Dann war er fort und ließ mich allein mit meiner Unwissenheit und meiner Angst.
    Irgendwann im folgenden Jahr überquerten wir die Grenze nach Spanien. Die jährliche Kirmes in Verdú war seit dem vierzehnten Jahrhundert ein traditioneller Treffpunkt der Zigeuner. Eine Atmosphäre gespannter Erwartung herrschte im Lager bei der Aussicht auf die Begegnung mit Blutsbrüdern aus vielen Ländern. Nachts saßen die Bewohner der Zelte und Wagen um das Lagerfeuer, die Geiger spielten eine lustige Melodie, und die Zigeunermädchen tanzten für ihre Männer, wirbelten umher im flackernden Licht, streiften lange Schärpen über nackte, sonnengebräunte Arme, anmutig . . . und sinnlich.
    Jeder Abend, an dem ich den Mädchen zusah, machte mir meine eigene Andersartigkeit schärfer und schmerzlicher bewußt, warf ein neues, kaltes Licht auf mein inneres Elend.
    Wenn ich nicht unter Zigeuner geraten wäre, hätte ich vielleicht nicht in so zartem Alter die Weiblichkeit kennengelernt; vielleicht hätte ich noch ein paar Jahre länger die geschlechtslose, jungenhafte Unschuld genossen. Zigeunerfrauen sind nicht leichtfertig und lasziv – Jungfrauen standen hoch im Kurs und wurden nur gegen einen hohen Brautpreis hergegeben. Doch die Liebe, sobald sie einmal durch die Ehe geheiligt war, war keine verschwiegene Angelegenheit; Paare umarmten sich offen am Lagerfeuer und zeigten ohne Scham ihre Freude am Körper des anderen. In diesem Frühling in Verdú kam es mir so vor, als paare sich die ganze Welt und teile ein universales Geheimnis, das mir immer verschlossen bleiben würde. Und plötzlich war es nicht mehr genug, der Teufelslehrling zu sein, der Star einer immer berühmteren Wandertruppe.

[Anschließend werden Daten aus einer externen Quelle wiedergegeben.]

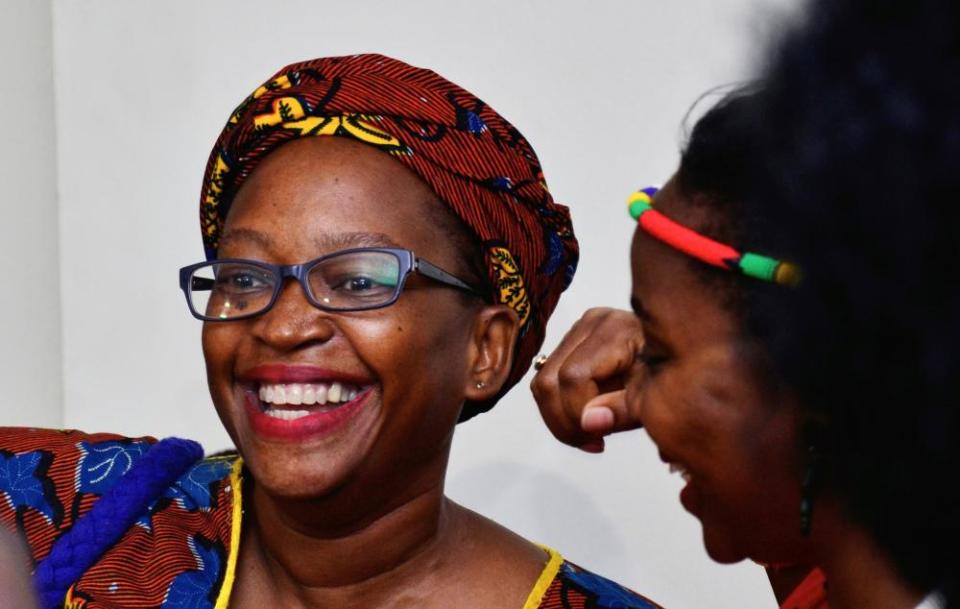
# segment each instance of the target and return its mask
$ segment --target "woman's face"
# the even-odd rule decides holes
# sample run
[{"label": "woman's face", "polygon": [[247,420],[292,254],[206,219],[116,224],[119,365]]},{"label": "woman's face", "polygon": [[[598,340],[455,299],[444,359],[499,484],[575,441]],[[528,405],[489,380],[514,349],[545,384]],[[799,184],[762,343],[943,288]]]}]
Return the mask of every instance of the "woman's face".
[{"label": "woman's face", "polygon": [[[346,248],[401,247],[456,274],[458,254],[430,221],[438,205],[426,184],[380,151],[342,138],[297,140],[266,158],[237,193],[218,255],[297,264]],[[480,308],[412,275],[389,307],[332,313],[288,281],[265,314],[206,323],[210,392],[258,486],[318,497],[359,481],[379,491],[365,495],[377,501],[442,481],[471,383],[468,343]],[[312,392],[319,402],[322,393],[327,401],[261,400],[263,389],[276,401],[280,386],[285,396]],[[268,410],[310,415],[285,420]]]},{"label": "woman's face", "polygon": [[[655,207],[685,226],[708,226],[671,181]],[[737,321],[685,255],[634,234],[633,308],[645,365],[628,386],[661,458],[687,481],[683,506],[720,562],[801,560],[798,415],[765,389]]]}]

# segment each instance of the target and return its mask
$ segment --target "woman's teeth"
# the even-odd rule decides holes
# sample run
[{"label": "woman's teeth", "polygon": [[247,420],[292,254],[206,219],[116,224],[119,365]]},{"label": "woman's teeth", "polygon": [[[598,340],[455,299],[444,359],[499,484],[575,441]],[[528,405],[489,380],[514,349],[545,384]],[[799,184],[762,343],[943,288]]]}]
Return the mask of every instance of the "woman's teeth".
[{"label": "woman's teeth", "polygon": [[260,401],[265,413],[278,419],[293,420],[310,414],[308,410],[275,408],[275,406],[312,406],[342,404],[357,397],[360,388],[343,383],[286,383],[260,385]]},{"label": "woman's teeth", "polygon": [[680,477],[683,478],[684,482],[690,482],[690,472],[688,472],[682,465],[677,465],[676,463],[670,464],[670,473],[671,474],[680,474]]}]

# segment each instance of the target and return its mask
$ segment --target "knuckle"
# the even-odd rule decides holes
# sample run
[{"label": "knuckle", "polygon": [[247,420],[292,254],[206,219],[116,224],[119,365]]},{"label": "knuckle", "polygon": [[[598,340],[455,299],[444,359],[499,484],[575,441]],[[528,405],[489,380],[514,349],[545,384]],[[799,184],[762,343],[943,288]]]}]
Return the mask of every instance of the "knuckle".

    Alles, was ich wollte, war, wie die anderen sein. Ich konnte mit Grausamkeit und Haß leben; was ich nicht mehr zu ertragen imstande war, das war das Glück der anderen, die plötzliche Erkenntnis, daß keines meiner Talente je bewirken würde, daß man mich als menschliches Wesen akzeptierte. Mein Zelt mochte jetzt bequem sein, ich mochte kommen und gehen können, wie es mir gefiel, aber in allen wesentlichen Belangen lebte ich noch immer in einem Käfig, umgeben von unsichtbaren Gitterstäben. Die Welt wollte nichts von mir außer der Befriedigung der Sinnesorgane von Sehen und Hören.
Ich war allein, und daran würde sich niemals etwas ändern. Vielleicht war es an der Zeit, diese Welt hinter mir zu lassen.
6. Kapitel
    Die Nacht war trocken und kalt, still bis auf den fernen Klang von Geigen und das sanfte Zirpen der Grillen im hohen Gras. Riesige Falter umschwirrten meine Laterne und prallten gegen meine Maske, als ich aus dem Lager floh, wo die Zigeuner immer wilder tanzten, der Alkohol reichlicher zu fließen begann und die Flammen des Lagerfeuers vor dem schwarzen spanischen Himmel züngelten.